Dopo il saluto di pace, tutto il resto del messaggio affidato ai discepoli si riduce alle poche parole con cui abbiamo incominciato e che Gesù ripete due volte: «È vicino a voi il regno di Dio! […] Il regno di Dio è vicino» (vv. 9.11). Annunciare la vicinanza di Dio, che è il Suo stile; lo stile di Dio è chiaro: vicinanza, compassione e tenerezza. Questo è lo stile di Dio. Annunciare la vicinanza di Dio, ecco l’essenziale. La speranza e la conversione vengono da qui: dal credere che Dio è vicino e veglia su di noi: è il Padre di tutti noi, che ci vuole tutti fratelli e sorelle. Se noi viviamo sotto questo sguardo, il mondo non sarà più un campo di battaglia, ma un giardino di pace; la storia non sarà una corsa per arrivare primi, ma un pellegrinaggio comune. Tutto ciò – ricordiamolo bene – non richiede grandi discorsi, ma poche parole e tanta testimonianza. Allora possiamo chiederci: chi mi incontra, vede in me un testimone della pace e della vicinanza di Dio oppure una persona agitata, arrabbiata, insofferente, bellicosa? Io faccio vedere Gesù o io lo nascondo in questi atteggiamenti bellicosi?
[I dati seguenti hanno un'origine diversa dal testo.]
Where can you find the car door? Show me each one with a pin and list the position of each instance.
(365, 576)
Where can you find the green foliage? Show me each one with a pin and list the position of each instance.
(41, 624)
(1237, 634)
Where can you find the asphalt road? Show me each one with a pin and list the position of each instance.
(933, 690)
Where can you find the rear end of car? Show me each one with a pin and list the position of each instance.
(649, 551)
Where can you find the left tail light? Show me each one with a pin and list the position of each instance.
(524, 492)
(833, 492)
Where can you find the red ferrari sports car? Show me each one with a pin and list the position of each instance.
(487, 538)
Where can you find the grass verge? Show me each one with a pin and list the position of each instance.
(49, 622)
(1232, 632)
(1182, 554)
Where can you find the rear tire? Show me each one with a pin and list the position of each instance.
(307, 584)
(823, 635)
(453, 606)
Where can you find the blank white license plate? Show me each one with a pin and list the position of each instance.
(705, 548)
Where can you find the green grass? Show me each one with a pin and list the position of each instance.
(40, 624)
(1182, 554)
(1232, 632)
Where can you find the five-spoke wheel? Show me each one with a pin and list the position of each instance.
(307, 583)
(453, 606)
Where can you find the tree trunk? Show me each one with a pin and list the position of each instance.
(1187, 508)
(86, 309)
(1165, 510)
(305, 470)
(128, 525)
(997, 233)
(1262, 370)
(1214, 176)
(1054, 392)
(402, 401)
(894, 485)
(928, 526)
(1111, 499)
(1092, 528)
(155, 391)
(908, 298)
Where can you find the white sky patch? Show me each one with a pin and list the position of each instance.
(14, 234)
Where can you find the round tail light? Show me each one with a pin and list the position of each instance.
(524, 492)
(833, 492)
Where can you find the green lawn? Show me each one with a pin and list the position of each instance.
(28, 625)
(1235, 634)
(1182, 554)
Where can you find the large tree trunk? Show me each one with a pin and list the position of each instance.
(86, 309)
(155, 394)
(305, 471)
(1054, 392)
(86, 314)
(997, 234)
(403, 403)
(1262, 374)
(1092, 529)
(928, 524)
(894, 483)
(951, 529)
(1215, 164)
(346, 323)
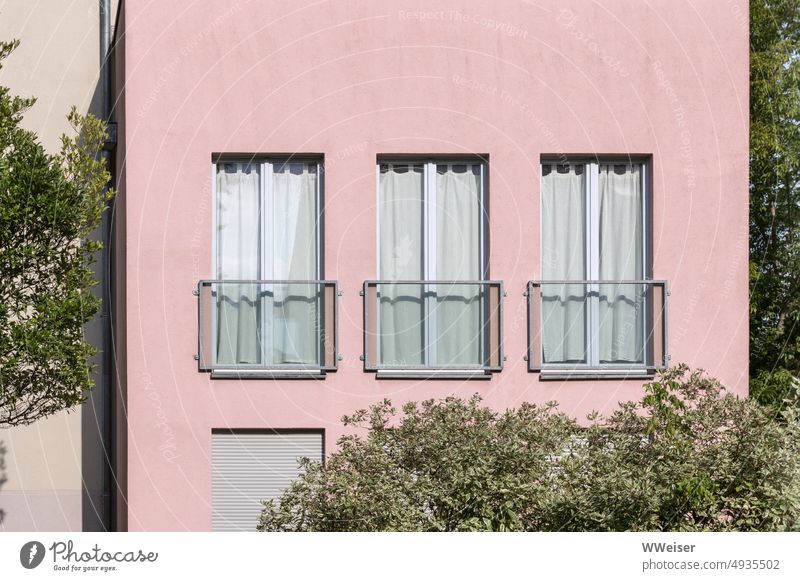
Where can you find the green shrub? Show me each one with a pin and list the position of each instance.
(687, 457)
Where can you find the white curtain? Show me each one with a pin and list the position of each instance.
(564, 258)
(238, 257)
(458, 307)
(401, 309)
(620, 332)
(295, 307)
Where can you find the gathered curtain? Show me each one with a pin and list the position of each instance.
(621, 314)
(238, 257)
(430, 324)
(401, 318)
(260, 323)
(458, 306)
(564, 306)
(295, 307)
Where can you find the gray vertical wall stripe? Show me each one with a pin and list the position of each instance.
(250, 467)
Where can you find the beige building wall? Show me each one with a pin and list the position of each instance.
(47, 484)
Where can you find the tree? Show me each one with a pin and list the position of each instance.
(775, 200)
(49, 206)
(687, 456)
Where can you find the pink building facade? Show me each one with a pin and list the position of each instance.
(528, 201)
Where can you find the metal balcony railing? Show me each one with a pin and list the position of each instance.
(289, 327)
(597, 325)
(430, 326)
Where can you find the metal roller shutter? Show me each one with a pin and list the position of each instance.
(248, 467)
Dopo l’equipaggiamento e il messaggio, la terza sorpresa della missione riguarda il nostro stile. Gesù chiede ai suoi di andare nel mondo «come agnelli in mezzo ai lupi» (v. 3). Il buon senso del mondo dice il contrario: imponiti, primeggia! Cristo, invece, ci vuole agnelli, non lupi. Non vuol dire essere ingenui – no, per favore! -, ma aborrire ogni istinto di supremazia e sopraffazione, di avidità e di possesso. Chi vive da agnello non aggredisce, non è vorace: sta nel gregge, con gli altri, e trova sicurezza nel suo Pastore, non nella forza o nell’arroganza, non nell’avidità di soldi e di beni che tanto male causa anche alla Repubblica Democratica del Congo. Il discepolo di Gesù respinge la violenza, non fa male a nessuno – è un pacifico -, ama tutti. E se ciò gli sembra perdente, guarda il suo Pastore, Gesù, l’Agnello di Dio che così ha vinto il mondo, sulla croce. Così ha vinto il mondo. E io – chiediamoci ancora – vivo da agnello, come Gesù, o da lupo, come insegna lo spirito del mondo, quello spirito che porta avanti la guerra? Quello spirito che fa le guerre, che distrugge.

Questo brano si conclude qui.